One ally of the chancellor said he was likely to accept plans set out in last year’s Spending Review, which was meant to provide average real terms growth of 3.3 per cent in Whitehall departmental budgets between 2021-22 and 2024-25. “But for the following three years there will be much more restraint,” he added.

Although the total amount of Whitehall spending would be frozen in real terms rather than cut, many cabinet ministers would be expected to find deep savings because only certain Whitehall departments are likely to be protected, such as health.

Sir Charlie Bean, former deputy governor of the Bank of England, said: “Austerity 2.0 will be even more difficult because public sector budgets are already under severe strain.”

During the 2010s, the then chancellor George Osborne introduced sweeping public spending cuts across multiple government departments as he sought to overhaul the public finances following the financial crisis.

Many public services are struggling following Osborne’s cuts and the recent surge in inflation. Nurses have voted to strike over pay and many other ballots on wages are looming, including teachers.

In the March Spring Statement, Rishi Sunak, then chancellor, pencilled in annual cash growth in day-to-day public spending of 3.7 per cent in the three years after 2024-25. This involved 2 percentage points to compensate for inflation and 1.7 percentage points of real-terms public spending growth.

Now Hunt is drawing up plans to reduce the growth in public spending in those three years after 2024-25 to 2 per cent or lower, according to people familiar with the deliberations.

Calculations by the Financial Times show that if the assumed growth rate were lowered to 2 per cent, the government would save £23bn by 2027-28, the last year of the forecast that will be published by the Office for Budget Responsibility alongside the Autumn Statement.

Officials are looking at pencilling in cash spending growth of a little below 2 per cent to maintain day-to-day spending levels in line with consumer price inflation.
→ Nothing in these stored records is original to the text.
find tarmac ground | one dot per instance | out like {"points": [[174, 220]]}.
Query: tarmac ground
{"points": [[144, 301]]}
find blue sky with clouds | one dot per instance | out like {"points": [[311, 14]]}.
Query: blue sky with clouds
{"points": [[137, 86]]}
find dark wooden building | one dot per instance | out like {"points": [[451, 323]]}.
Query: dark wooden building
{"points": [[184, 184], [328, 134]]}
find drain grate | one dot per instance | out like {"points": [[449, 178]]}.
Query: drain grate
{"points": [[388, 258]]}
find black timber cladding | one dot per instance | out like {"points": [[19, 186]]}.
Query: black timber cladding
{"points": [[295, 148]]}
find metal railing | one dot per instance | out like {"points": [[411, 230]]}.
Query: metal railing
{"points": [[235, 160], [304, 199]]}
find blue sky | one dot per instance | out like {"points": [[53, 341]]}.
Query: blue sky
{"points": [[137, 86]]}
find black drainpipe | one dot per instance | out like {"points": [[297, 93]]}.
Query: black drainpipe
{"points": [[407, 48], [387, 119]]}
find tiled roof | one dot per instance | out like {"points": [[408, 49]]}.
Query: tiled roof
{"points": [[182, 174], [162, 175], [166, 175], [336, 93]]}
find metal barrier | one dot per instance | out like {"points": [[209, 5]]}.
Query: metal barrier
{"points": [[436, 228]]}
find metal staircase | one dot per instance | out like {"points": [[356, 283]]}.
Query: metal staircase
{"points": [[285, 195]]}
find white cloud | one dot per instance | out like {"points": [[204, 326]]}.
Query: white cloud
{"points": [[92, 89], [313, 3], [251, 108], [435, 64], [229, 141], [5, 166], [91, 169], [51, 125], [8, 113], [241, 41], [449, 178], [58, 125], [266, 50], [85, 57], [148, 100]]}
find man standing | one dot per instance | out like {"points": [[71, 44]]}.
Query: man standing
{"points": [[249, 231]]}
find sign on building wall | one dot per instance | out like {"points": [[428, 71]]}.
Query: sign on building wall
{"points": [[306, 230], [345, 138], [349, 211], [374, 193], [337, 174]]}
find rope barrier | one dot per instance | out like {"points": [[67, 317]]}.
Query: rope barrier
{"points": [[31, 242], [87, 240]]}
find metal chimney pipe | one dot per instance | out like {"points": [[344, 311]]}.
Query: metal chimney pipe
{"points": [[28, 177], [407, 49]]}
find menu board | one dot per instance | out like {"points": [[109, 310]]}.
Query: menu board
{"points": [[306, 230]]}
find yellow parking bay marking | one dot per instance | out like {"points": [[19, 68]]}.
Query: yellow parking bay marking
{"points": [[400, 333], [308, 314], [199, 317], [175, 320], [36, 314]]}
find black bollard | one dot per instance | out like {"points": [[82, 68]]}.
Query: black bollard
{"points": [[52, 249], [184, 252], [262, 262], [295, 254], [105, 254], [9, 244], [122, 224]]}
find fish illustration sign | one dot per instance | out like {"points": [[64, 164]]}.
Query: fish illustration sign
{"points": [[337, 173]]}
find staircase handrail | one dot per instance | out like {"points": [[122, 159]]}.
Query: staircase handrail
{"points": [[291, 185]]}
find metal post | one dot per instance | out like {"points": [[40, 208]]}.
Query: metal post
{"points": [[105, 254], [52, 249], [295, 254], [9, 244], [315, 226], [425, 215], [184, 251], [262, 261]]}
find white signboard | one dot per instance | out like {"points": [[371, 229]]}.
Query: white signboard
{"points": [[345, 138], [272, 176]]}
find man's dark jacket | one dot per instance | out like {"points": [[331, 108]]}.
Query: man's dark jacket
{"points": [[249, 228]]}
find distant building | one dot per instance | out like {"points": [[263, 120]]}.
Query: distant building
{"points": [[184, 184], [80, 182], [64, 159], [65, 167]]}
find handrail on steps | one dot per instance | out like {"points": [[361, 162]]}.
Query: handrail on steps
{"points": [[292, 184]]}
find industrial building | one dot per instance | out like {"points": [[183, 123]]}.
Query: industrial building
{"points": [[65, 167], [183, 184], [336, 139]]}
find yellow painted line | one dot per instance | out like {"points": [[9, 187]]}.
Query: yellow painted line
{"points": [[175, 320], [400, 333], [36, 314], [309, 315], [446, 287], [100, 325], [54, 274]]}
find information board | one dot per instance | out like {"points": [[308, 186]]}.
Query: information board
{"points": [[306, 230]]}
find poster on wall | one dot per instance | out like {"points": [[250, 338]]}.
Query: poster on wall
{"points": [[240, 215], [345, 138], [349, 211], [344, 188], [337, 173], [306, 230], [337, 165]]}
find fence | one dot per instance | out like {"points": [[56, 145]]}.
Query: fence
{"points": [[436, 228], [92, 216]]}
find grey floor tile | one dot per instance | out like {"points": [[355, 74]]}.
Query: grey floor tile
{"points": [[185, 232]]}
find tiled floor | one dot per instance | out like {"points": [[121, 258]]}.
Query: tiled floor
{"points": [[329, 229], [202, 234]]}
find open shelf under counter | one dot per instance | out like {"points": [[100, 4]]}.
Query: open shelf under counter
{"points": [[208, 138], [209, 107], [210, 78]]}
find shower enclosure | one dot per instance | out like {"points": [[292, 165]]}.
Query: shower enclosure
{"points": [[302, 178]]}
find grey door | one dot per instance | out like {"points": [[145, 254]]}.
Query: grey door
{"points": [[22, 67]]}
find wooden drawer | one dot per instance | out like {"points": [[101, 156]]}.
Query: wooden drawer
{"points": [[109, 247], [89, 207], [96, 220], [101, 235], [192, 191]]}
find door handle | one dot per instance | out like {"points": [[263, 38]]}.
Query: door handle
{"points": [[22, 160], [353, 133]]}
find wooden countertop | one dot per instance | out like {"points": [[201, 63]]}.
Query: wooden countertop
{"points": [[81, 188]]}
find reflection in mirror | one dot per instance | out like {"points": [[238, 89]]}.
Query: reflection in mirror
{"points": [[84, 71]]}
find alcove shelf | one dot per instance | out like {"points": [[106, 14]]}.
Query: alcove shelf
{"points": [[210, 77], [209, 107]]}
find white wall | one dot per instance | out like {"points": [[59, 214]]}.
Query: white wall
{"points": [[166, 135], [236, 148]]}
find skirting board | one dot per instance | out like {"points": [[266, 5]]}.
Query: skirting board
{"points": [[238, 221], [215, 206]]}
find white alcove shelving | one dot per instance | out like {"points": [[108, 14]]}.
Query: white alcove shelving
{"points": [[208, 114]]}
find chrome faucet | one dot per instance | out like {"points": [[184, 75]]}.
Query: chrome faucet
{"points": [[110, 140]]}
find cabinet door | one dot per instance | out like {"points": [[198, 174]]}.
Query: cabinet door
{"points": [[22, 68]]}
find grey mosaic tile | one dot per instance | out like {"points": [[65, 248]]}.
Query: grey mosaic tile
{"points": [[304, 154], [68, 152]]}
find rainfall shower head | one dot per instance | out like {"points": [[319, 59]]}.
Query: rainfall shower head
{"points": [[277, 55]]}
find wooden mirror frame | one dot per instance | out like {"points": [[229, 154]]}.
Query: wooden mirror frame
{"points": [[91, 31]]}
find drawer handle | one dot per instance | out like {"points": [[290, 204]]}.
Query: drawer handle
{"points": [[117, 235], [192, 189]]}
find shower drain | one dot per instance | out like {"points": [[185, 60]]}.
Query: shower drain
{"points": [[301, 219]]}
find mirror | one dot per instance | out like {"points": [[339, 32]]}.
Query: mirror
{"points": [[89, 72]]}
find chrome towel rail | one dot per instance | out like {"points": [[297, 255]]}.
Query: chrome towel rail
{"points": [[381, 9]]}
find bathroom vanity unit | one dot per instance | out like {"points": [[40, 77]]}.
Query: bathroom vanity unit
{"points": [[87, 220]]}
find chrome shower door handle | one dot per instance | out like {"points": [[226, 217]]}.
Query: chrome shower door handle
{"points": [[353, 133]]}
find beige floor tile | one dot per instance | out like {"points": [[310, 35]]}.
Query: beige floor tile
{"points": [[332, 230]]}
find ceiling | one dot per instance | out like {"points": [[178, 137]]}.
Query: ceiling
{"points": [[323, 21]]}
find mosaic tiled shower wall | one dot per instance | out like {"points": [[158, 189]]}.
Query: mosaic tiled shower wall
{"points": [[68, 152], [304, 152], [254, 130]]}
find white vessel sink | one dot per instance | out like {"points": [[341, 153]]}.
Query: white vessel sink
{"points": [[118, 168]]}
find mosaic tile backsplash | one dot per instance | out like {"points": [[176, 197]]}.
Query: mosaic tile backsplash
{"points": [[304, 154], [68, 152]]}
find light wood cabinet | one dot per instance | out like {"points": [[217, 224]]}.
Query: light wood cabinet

This would save about £27bn by 2027-28, filling half of the £55bn fiscal hole that the Treasury is anticipating by that year.

Paul Johnson, director of the Institute for Fiscal Studies, a think-tank, said no one should be fooled that flat real-terms public spending plans would be acceptable.

“Health spending always increases and will do over that period [after 2025],” he added. “Since it is the biggest single part of public service spending, the result will be significant real cuts for many services.”

The Resolution Foundation, another think-tank, said if the government protected the health, education, defence and overseas aid budgets from the expected freeze in real spending, other Whitehall departments would face cuts of almost 10 per cent.

Whitehall insiders said ministers hope not to have to impose another round of austerity if government borrowing costs fall, and delaying the spending freeze beyond the next election allows them to change course if the economic outlook improves.

Meanwhile, former chancellor Kwasi Kwarteng said he had warned Liz Truss to “slow down” her plans to boost economic growth, as he conceded that a more “measured approach” could have been taken.

In an interview with TalkTV, Kwarteng, who was sacked by Truss after just 38 days as chancellor, said the former prime minister had wanted to “hit the ground running” with the fast pace of her reforms.

Truss’s “mini” Budget in September focused on £45bn of unfunded tax cuts, unleashed turmoil in financial markets, and she resigned last month after the Conservatives recorded a plunge in their poll ratings.

Kwarteng, a longtime ally of Truss, admitted her government “tried to do too much too quickly”, saying he had warned Truss of his concerns. “I said . . . we were going at breakneck speed. And I said ‘You know, we should slow down, slow down’.”